Dressed in mock ancient garb, Zhong, 45, knelt on a gold cushion and sipped Chinese wine from a bronze goblet. Then, amid giggles from bystanders and smoke from burning incense, he kowtowed to honor the ancient sage.
The ceremony, a mix of theme-park gimmickry and earnest ritual that dates back more than two millennia, took place at Qufu's Confucius Temple, the focal point of what, in imperial times, was China's guiding creed.
Today it's the center of a burgeoning personality cult built around a philosopher who died in 479 B.C. It's a movement endorsed by the government but one that is also providing cover to some who question China's direction.
A revival of interest in Confucius and other aspects of what Mao Zedong vilified as China's noxious feudal past has been underway for years, spawning best-selling novels, television dramas and films set in the Imperial Era. The Communist Party, tapping into a deep vein of cultural nationalism, has encouraged the trend, in part as an antidote to Western ways.
Overseas, Confucius has become China's standard-bearer, with dozens of state-sponsored Confucius Institutes, including one at the University of Maryland, promoting the study of Chinese language and culture.

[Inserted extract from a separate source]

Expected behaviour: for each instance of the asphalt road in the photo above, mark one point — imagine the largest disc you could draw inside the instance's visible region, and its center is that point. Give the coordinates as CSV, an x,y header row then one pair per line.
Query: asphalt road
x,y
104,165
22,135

But a Confucian revival sanctioned and initially steered by the party has grown into something more vibrant and also more unpredictable. It has become a quest for alternative ideas that challenge not only foreign imports such as democracy but also some of the homegrown results of China's dash to modernity.
Confucianism, an elaborate system of moral philosophy and political theory, has always been a two-edged sword, both deeply conservative and potentially subversive.